The kiwi traded at 83.15 US cents at 5pm in Wellington little changed from the start of the day and from 83.26 cents at the New York close. The trade-weighted index gained to 79.01 from 78.77 on Friday.
Reserve Bank governor Graeme Wheeler is widely expected to keep the official cash rate at 3.5 percent this week while lowering the track of interest rates to reflect an economy that's producing mixed data, with still-tame inflation. He raised the OCR a quarter point in July, while signalling a pause in the tightening cycle and hinted at intervention in currency markets by saying the kiwi's strength was "unjustified and unsustainable".

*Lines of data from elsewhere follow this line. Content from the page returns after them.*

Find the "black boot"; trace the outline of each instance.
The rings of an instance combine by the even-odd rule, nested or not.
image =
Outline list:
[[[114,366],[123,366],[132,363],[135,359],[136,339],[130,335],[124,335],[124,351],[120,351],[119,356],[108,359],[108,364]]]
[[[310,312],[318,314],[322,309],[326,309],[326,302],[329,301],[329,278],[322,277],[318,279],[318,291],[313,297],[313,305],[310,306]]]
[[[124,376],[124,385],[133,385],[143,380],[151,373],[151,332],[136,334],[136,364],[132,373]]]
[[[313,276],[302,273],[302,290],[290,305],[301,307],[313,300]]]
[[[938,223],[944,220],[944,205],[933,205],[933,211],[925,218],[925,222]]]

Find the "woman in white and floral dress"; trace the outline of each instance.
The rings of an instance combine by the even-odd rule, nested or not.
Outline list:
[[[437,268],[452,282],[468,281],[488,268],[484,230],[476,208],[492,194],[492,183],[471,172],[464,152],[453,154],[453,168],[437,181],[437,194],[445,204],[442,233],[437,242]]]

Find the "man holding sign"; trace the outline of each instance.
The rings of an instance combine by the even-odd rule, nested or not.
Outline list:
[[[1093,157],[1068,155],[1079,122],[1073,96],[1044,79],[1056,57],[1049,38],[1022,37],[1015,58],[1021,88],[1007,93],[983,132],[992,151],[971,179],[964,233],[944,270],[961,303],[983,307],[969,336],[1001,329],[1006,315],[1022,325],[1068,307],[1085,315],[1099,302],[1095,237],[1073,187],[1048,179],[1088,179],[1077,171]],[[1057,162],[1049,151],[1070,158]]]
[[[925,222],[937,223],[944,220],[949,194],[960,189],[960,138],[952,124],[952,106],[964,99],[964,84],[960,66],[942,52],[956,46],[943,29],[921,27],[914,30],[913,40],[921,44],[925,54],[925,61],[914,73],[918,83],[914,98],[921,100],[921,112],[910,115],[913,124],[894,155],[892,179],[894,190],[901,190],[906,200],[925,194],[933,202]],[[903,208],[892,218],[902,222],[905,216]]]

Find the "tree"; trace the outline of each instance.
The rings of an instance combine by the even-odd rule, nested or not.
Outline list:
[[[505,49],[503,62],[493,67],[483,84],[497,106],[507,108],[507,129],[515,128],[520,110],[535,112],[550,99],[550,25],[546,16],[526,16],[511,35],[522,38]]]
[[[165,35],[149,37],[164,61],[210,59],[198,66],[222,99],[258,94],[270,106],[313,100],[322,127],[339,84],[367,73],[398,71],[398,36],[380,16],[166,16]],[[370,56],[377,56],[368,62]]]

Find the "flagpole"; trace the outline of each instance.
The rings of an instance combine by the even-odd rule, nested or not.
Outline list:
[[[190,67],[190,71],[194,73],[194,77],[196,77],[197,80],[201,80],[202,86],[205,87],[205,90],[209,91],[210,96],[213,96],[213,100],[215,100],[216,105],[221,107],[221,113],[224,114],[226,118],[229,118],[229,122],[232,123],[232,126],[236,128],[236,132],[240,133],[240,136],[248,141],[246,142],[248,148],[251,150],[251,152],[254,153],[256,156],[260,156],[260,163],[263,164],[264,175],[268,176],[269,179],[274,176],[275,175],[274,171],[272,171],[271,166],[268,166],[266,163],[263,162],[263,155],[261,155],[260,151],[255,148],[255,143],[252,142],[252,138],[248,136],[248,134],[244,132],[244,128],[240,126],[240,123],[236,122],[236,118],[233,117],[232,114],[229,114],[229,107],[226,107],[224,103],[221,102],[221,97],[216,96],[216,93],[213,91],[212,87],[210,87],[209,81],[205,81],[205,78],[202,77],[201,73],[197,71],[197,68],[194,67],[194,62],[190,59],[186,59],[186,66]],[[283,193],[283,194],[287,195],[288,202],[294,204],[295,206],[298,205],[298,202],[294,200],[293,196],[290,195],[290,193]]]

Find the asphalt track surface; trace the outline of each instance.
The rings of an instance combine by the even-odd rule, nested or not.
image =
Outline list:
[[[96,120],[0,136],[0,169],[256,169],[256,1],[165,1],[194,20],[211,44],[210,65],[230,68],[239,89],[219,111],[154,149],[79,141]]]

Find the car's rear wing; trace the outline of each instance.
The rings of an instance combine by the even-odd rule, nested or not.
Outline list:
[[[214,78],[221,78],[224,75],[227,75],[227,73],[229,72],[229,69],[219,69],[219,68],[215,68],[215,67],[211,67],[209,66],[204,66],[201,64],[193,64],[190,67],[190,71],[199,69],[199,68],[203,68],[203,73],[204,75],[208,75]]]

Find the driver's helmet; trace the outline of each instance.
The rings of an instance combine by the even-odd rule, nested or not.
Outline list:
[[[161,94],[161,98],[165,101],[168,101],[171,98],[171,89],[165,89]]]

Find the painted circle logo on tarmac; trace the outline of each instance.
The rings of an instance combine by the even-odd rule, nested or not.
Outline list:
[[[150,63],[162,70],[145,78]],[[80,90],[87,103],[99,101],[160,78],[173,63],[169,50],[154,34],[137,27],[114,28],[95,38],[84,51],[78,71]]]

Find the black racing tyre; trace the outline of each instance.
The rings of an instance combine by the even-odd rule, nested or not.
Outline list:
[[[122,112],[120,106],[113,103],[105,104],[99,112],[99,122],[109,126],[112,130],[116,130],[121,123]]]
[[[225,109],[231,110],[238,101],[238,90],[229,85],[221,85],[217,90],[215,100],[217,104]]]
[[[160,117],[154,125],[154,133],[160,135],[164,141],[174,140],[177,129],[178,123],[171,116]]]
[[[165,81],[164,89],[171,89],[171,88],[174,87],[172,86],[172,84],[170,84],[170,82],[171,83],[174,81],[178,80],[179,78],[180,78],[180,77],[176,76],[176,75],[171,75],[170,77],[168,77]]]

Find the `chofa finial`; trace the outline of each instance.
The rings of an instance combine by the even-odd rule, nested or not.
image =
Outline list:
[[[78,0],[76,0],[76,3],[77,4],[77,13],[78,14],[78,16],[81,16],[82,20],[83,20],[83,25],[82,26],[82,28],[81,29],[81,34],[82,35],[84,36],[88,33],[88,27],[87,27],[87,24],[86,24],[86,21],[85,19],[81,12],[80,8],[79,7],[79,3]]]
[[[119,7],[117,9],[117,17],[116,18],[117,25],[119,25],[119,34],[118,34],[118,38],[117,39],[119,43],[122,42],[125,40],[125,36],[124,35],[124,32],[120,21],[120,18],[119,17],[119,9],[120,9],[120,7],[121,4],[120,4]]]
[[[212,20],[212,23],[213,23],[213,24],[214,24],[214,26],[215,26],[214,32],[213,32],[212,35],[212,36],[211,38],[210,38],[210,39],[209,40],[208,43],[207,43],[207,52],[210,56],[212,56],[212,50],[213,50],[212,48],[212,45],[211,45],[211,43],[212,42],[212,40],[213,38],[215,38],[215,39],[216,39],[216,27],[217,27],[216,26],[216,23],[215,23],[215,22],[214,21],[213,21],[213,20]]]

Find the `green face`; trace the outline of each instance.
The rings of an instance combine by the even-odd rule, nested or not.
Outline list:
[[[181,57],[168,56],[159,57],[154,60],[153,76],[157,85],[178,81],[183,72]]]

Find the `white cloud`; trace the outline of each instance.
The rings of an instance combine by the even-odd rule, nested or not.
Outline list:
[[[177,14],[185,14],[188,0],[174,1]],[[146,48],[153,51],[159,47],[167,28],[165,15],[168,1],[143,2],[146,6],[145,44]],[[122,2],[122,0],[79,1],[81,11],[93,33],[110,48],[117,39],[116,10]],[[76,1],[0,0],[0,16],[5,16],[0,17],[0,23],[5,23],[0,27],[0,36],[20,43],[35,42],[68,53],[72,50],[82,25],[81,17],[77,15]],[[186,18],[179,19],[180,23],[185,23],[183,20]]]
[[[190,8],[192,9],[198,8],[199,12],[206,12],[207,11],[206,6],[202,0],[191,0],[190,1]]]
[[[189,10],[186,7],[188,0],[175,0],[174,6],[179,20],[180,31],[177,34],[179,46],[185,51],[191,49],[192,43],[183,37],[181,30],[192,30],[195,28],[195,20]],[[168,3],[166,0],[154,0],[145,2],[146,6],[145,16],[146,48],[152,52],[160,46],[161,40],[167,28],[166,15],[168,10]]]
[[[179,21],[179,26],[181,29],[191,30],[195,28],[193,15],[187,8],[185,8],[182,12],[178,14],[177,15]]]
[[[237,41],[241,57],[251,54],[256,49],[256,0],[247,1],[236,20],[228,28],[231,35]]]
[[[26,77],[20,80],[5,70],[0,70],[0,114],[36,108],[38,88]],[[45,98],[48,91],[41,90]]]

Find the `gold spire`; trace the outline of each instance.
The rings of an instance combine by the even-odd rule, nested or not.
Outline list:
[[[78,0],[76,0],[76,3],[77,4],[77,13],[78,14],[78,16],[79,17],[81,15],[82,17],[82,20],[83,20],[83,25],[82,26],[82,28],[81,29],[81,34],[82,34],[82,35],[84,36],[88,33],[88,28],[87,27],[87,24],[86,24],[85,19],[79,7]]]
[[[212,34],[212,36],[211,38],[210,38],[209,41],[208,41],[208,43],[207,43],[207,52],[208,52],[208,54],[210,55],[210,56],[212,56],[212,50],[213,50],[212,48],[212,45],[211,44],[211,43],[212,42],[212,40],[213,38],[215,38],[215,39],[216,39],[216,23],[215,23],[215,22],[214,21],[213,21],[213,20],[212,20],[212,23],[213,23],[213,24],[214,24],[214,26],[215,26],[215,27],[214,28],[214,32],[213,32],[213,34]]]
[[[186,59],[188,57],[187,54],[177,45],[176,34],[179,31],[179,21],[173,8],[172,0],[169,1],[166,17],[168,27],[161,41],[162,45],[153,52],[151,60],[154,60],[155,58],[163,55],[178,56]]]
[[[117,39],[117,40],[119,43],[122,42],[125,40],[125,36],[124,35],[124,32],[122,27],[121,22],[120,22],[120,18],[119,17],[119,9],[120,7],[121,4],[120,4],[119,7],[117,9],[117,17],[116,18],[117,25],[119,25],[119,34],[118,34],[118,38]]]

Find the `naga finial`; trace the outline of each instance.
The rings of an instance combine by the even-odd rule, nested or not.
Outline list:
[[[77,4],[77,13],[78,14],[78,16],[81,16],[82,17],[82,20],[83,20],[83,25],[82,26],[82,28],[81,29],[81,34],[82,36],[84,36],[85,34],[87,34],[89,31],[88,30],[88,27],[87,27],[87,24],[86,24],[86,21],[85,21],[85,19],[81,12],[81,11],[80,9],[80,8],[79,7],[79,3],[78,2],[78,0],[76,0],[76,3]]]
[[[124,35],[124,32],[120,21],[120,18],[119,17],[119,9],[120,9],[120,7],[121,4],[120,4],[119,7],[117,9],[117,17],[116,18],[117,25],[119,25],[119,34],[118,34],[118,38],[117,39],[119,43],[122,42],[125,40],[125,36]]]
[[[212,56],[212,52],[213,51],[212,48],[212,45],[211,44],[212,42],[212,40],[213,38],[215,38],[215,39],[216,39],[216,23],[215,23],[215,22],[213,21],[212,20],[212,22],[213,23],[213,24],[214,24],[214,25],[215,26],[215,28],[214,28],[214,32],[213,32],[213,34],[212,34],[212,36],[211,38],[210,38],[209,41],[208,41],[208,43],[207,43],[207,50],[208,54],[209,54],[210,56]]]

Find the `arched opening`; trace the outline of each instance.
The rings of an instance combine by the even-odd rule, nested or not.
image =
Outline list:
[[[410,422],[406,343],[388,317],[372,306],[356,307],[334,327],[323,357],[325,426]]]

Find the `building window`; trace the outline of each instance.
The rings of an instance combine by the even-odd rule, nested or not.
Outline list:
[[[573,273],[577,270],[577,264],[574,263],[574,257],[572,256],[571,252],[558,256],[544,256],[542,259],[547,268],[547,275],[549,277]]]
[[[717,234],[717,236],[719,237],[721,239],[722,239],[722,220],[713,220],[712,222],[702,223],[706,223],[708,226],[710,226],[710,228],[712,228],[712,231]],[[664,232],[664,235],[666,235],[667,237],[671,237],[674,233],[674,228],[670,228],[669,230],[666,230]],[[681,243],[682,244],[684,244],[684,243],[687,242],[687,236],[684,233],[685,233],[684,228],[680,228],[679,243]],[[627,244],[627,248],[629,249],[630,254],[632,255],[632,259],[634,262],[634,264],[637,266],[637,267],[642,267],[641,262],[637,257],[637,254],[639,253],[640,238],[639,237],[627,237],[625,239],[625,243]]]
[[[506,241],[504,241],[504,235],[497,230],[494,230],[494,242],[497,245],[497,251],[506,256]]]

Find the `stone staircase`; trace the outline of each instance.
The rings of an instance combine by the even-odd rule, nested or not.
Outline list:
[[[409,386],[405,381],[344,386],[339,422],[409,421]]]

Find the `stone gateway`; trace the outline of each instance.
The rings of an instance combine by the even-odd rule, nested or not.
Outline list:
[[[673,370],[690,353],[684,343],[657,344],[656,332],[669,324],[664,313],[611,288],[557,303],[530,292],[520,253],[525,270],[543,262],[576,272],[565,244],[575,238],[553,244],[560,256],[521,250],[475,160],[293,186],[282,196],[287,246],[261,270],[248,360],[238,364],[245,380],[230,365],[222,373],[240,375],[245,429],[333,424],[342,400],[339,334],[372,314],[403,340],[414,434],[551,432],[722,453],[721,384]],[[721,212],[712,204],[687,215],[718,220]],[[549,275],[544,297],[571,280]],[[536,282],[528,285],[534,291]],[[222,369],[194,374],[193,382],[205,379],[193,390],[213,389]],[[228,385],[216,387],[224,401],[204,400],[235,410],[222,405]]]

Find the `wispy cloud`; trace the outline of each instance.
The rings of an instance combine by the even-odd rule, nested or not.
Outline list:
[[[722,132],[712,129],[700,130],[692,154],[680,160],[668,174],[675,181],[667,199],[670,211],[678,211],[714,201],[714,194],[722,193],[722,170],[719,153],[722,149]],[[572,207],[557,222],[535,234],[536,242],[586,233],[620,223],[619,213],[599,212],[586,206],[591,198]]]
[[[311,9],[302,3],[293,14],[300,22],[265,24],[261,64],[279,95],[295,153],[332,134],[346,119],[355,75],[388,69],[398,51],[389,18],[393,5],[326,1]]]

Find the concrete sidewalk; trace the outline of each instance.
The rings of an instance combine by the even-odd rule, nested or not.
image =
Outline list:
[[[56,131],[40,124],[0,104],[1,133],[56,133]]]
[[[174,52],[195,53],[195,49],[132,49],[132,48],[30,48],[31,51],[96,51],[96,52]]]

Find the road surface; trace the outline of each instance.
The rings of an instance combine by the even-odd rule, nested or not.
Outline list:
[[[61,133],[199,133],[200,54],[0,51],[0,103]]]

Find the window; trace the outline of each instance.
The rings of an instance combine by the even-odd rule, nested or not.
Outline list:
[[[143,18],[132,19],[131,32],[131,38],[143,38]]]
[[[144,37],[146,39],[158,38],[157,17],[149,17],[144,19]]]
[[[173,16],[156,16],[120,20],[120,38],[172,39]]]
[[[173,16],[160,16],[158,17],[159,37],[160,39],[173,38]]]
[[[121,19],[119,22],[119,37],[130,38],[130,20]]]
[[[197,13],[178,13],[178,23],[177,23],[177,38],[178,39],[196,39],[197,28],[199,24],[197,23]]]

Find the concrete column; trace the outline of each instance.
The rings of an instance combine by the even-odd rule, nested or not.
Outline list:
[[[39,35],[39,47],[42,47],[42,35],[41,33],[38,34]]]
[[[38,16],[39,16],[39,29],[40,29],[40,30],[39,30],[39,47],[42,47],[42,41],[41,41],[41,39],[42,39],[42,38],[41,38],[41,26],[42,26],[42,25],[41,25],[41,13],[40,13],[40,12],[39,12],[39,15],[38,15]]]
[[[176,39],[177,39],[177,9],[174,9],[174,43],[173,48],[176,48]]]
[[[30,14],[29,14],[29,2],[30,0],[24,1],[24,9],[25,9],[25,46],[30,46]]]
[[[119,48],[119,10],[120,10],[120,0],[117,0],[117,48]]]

"Our call is it is heading to 83 US cents over the next couple of weeks," said Imre Speizer, senior market strategist at Westpac Banking Corp. "There's a good chance he will say the kiwi is still too high, similar to July when he warned of intervention. He may say it needs to be closer to fundamental fair value."
Nine out of 10 currency strategists and traders in a BusinessDesk survey today say the kiwi dollar will fall this week, having retreated from its 88.35 US cent high in July in the face of weaker prices for major export commodities such as logs and milk and inflation that's tamer than the quarterly headline numbers suggest.
Speizer said against signs of a weaker economy, fixed mortgage rates have fallen and inbound migration is booming, which could stoke the housing market and stir demand respectively. Even though Wheeler may try to jawbone the currency lower, he may also reduce the track of 90-day bank bills by just 10-20 basis points compared to some 65 basis points priced into rates currently.
The kiwi traded at 51.30 British pence from 50.78 pence on Friday. It was at 88.73 Australian cents from 88.66 cents on Friday, and was at 64.24 euro cents from 64.05 cents. The kiwi rose to 87.36 yen from 87.23 yen.